I snapped it yesterday intending to post something about getting ready for Christmas and to reference my old recipe book that is yellowing around the edges. However, when I looked at the picture after I took it, I realized just how much was represented in this one shot.
I didn’t mean to include all of the things they just happened to be in the same place – captured in the same photo.
Let me break it down.
A few weeks ago, my sister showed up at my door with the cute wooden sign that says TODAY I WILL BE JOLLY. She handed it to me and said with a smile, “Here you go…one day at a time.”
As many of you know, I battle on and off with depression and my sister knew that lately it had been “on.” The plaque was a perfect reminder of how important it is to make the decision to take each day as it comes and make the best of it.
The open recipe book on the counter was made for me by my mom and given to me for Christmas the year I was engaged to be married. She wanted to start me off with some family recipes and I’ve added to it over the years. I’ve always loved referring to it but it is bittersweet now to see her handwriting on the top left hand side knowing that she is no longer here. Bitter because she is no longer here, sweet because I have this treasure to remind me of her and her love.
The tea set above the book is a collection she also started for me when I was engaged. What I wouldn’t give to have a cup of Christmas tea with her! The beautiful thing about my Spode collection is that after my mother was no longer able to add to it, her sister (my aunt) took over the tradition and has given me a place setting every year. We always have a huge crowd on Christmas Day and now I have enough for everyone at the table and extras.
The recipe on the page has become a family tradition for us at Christmastime. It is the recipe of my husband’s German grandmother – a favorite of his from his childhood. She is no longer with us, but each year we enjoy her Sauerbraten and Semmelknödel and lovingly remember her.

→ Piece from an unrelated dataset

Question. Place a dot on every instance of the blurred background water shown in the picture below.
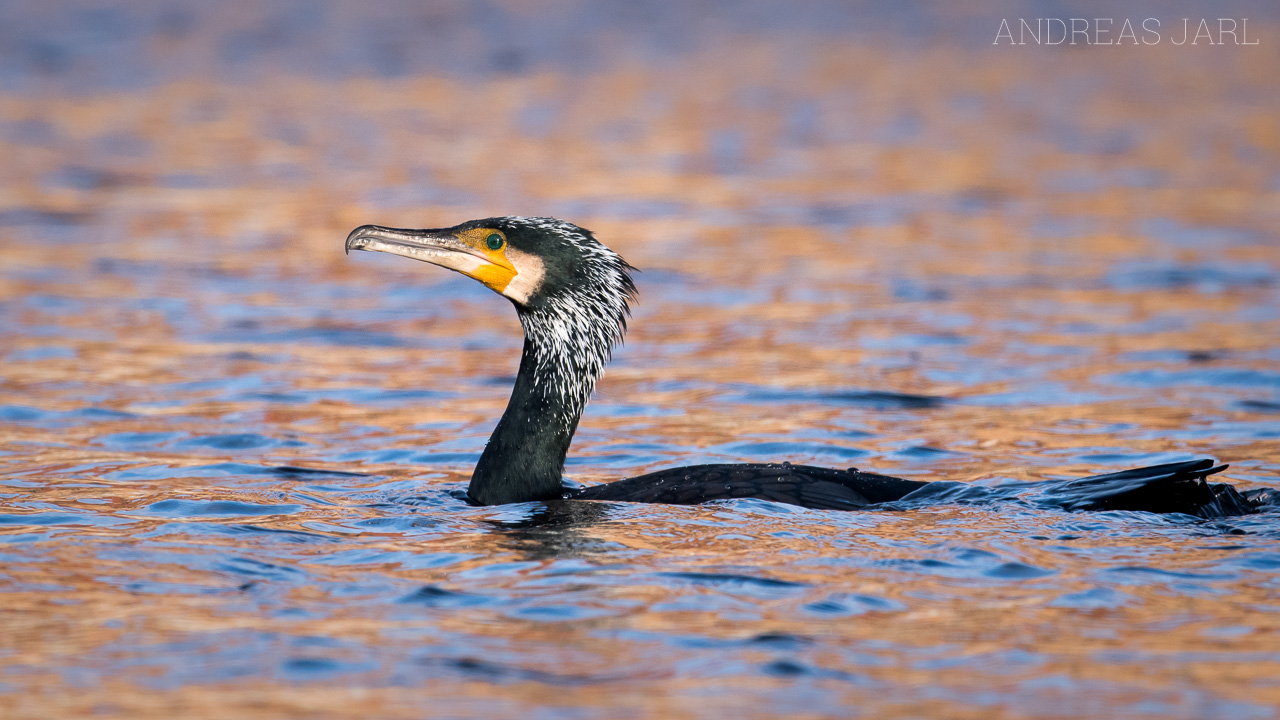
(868, 237)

And then…at the top right hand corner is a picture I keep on my windowsill of the first time I held my granddaughter, Ezra Darling. A perfect example of something (among many things) I have to be JOLLY about right here and now.

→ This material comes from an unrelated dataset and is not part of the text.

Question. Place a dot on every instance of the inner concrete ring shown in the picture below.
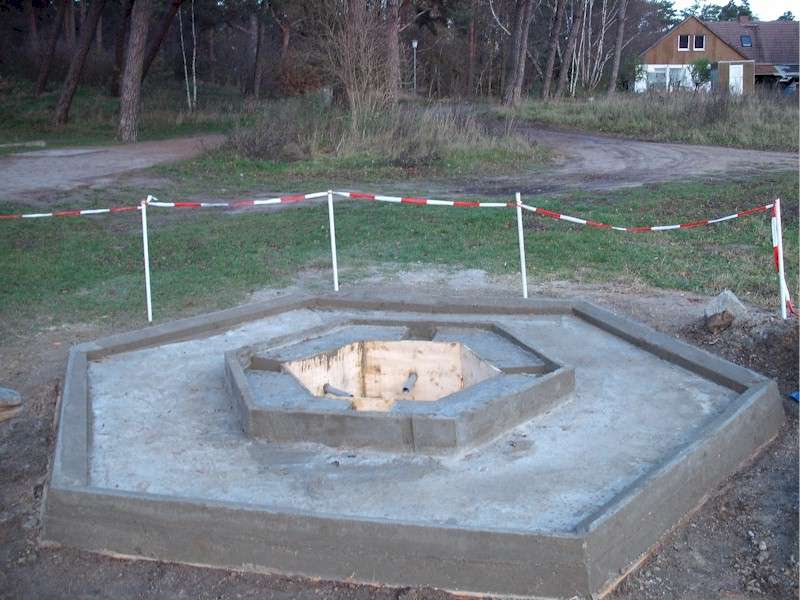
(151, 461)
(500, 382)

Tomorrow she will come to my house and we will bake together. She will wear one of my aprons and it will be like a gown on her little two year old frame. We will laugh and make a mess and I will do my very best to live in the moment because each one is precious.

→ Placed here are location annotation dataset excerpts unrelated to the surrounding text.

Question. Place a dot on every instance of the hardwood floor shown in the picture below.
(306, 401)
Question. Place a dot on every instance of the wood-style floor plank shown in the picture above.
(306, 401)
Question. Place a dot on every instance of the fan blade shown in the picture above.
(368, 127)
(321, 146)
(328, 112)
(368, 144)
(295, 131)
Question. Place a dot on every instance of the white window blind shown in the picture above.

I could have kept this to myself. In fact, a big part of me would rather not broadcast the fact that I’ve been struggling lately. But I know I am not alone. And chances are, if the title of this blog appealed to you enough for you to read it, you may be needing to make a conscious decision to be JOLLY lately too.
And that’s the point. That’s why I share. To let you know that you are not alone. To give you a gentle reminder as my sister did for me that we just need to take it one day at a time.
So, together, let’s decide that TODAY WE WILL BE JOLLY. And then tomorrow we can decide all over again if we need to.
Wishing you lots of jolly moments and all of the peace and joy this beautiful season represents.